God/Head, perfectly titled as it is, is Goode’s attempt to explore the implications of that moment, not just in terms of his own belief or non-belief, but expanding beyond the personal and into the abstract. The main thrust is about certainty and uncertainty. Goode has not converted, but has instead found cause to question his initial scepticism; to doubt his original doubt, as it were. Atheism has flicked into agnosticism. He wants to be able to talk like Iyanla Vanzant, a pro- inspirational speaker, but he hasn’t the heartfelt conviction. And that’s fine, isn’t it?
Formally, God/Head is a patchwork of texts that illuminate his experience and subsequent exploration of it. He’s also joined onstage by a guest. Not a guest performer. Just a guest. Like on Graham Norton or Jonathan Ross, only without the artifice or promotional intentions. This inserts an element of uncertainty into the event itself – partly through an unscripted voice, partly by granting control to an uninformed party. (Goode provides instructions in sealed envelopes, passing the reins to the guest.)
This, however, is not developed fully enough. It never threatens to derail the event – a key component of genuine risk – since the whole is content with its own informality and looseness. That, perhaps, is the point: that we must learn to tolerate and accommodate uncertainty as God/Head’s structure manages. What was intended to become a journey-style narrative, “all very Radio 4,” has proved too messy, full of blurred intangibility and loose ends.

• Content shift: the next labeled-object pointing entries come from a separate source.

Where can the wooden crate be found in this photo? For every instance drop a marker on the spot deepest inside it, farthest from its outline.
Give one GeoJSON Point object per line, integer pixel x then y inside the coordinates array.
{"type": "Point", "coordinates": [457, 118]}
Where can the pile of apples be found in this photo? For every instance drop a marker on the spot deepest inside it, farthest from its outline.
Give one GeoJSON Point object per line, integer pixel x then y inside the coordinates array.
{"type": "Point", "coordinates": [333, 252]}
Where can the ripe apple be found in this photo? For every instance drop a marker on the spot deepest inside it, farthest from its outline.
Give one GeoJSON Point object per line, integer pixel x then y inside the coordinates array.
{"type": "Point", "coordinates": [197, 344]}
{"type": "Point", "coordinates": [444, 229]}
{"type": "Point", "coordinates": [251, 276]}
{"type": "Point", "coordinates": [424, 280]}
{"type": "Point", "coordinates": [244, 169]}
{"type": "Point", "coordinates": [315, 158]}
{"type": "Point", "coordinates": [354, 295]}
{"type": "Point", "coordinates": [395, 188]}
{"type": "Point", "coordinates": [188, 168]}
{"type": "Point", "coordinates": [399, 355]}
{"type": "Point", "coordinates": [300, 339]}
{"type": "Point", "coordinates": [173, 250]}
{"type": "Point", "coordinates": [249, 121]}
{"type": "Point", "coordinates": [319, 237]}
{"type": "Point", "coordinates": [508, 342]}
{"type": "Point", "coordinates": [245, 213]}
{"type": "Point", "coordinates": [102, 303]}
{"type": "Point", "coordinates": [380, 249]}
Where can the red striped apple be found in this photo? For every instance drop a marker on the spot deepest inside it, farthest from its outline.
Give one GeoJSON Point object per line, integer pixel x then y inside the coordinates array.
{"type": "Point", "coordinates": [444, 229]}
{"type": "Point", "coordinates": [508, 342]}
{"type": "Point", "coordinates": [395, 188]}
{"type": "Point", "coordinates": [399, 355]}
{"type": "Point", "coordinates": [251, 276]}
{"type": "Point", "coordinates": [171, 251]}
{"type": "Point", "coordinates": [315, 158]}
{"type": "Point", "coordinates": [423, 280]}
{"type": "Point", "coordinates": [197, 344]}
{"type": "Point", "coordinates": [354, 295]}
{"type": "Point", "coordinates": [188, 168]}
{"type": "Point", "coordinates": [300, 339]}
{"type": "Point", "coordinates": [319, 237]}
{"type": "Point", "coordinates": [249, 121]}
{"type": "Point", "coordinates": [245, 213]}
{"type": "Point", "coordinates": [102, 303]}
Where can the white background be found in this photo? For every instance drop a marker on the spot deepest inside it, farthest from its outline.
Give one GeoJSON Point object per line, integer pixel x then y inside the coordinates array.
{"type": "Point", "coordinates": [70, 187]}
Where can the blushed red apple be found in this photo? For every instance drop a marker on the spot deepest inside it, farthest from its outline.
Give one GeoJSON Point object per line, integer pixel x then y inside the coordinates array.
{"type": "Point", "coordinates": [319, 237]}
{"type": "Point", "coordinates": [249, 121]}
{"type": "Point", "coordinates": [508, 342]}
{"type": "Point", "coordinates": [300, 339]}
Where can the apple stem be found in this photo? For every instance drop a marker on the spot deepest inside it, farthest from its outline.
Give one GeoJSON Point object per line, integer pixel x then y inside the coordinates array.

However, I feel Goode has not fully cracked the form, and God/Head mostly reminded me of parodies of self-indulgent off-Broadway solo shows, in which a performer relates and over-philosophises a seminal personal experience to the point of losing his or her audience. (Those familiar with his work know Goode’s far smarter than that, so, in the spirit of honesty, I’ll admit to nervousness about voicing the thought.) He tells us early on that this is not about his experience being more important than any of ours, but – for me – that caveat doesn’t ring true enough. It felt a disclaimer, tacked on and intended as a get-around for a show that kind of goes on to do just that.
In fact, there’s an element of manipulation in God/Head that seems curiously unlike Goode’s usual practice. Recounting his experience, he seems to – at some level – act it out, or rather relive it in some way, and it rings a bit forced.
Nonetheless, there is some deeply fascinating content and some beautifully-sculpted articulations along the way. Not least Goode’s connection with his ‘religious’ experience and his previous experiences of depression, which questions whether both can be explained away in equal physiological terms. A conversation with an academic, restaged with his guest, raises the possibility of its being “a neurochemical experience” that was interpreted in such a way as a result of suggestibility; he had been reading the King James Bible for another show, after all, and it’s conceivable that the music in his ears had a hypnotic or numinous effect.
Yet, for all this rational explanation, which might once have satisfied Goode the atheist, it’s no longer quite sufficient. He speaks of wanting to believe – of really wanting to believe, to really believe – despite being unable to do so entirely. It’s this note of failure in the face of desire that he picks up to end, by playing a final – beautiful, haunting, resonant – recording of My Sweet Lord over an empty stage.